Из жизни непродажных
Шрифт:
Лана прикусила губу, а Платон, сжав кулаки и покраснев, пробормотал под нос ругательство. Правда, по-английски.
– Мама!
– укоризненно сказал Саша.
– Тошка!
– возмущенно воскликнула Лана.
– Ох, я и впрямь не вовремя, при ребенке… - спохватилась Екатерина Кирилловна.
– Я не ребенок, я уже паспорт получил!
– заявил Платон.
– Платон, поводи меня, я сам еще боюсь ходить, а маме меня водить тяжеловато, - попытался спасти положение Саша.
– Вам должны были дать коляску!
–
– Как неловко получилось… Вот глупая!
– обругала себя Екатерина Кирилловна.
– Ну что вы, не переживайте, - вежливо сказала Лана, но в душе согласилась: да уж, умного мало. Не вообще, а в данной ситуации…
– Но раз уж мальчики нас оставили, я вам расскажу. Не потому, что люблю сплетничать, поверьте! Просто такое положение дел требует какого-то выхода. Какого-то поступка с вашей стороны. Я имею в виду газету.
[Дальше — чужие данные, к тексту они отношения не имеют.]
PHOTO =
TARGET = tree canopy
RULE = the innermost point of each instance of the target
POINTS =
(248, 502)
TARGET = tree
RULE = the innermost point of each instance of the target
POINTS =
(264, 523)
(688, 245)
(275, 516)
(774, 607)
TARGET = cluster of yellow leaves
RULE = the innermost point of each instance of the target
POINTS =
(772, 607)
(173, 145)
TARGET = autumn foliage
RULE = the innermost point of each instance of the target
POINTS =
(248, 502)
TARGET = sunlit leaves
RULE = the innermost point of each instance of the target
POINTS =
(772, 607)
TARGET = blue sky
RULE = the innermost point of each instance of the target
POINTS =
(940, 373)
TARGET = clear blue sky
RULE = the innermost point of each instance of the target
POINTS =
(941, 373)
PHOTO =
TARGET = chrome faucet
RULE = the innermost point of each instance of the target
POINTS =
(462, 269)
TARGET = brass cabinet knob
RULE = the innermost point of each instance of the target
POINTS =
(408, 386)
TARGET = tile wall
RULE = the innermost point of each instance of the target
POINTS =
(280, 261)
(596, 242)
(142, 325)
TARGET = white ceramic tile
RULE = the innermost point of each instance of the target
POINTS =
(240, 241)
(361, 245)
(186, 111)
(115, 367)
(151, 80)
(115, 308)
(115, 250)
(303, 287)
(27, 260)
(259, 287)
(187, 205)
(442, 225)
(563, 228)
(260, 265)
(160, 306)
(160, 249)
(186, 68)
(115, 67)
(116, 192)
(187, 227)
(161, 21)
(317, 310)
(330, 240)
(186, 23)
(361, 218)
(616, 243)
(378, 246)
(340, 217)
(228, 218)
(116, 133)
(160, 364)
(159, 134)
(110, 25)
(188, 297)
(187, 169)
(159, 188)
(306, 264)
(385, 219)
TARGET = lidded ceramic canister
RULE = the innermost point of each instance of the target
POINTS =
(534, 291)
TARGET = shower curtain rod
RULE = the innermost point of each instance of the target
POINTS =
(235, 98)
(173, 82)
– Вы хотите сказать, что мы должны описать все наши злоключения?
– растерялась Лана.
– Ну… Ведь название газеты - «Объектив», и вы всегда его оправдывали. А сейчас - весь город гудит, а вы три выпуска отмалчивались, ни слова на интересующую всех тему, а потом и вовсе на каникулы ушли!… Весь город говорит…
Лана не верила в такие вещи. Весь город говорит! Триста тысяч человек? Им что, нечего обсуждать, кроме того, что случилось с ее семьей?
– Екатерина Кирилловна, я поняла: вы советуете как-то… рассказать читателям всю эту историю. Послезавтра на планерке мы это обсудим… - Лана поморщилась, отвернулась и с неловкостью сказала: - Не обижайтесь, но мне невмоготу слушать еще и сплетни. То, что весь город говорит. И так тяжко…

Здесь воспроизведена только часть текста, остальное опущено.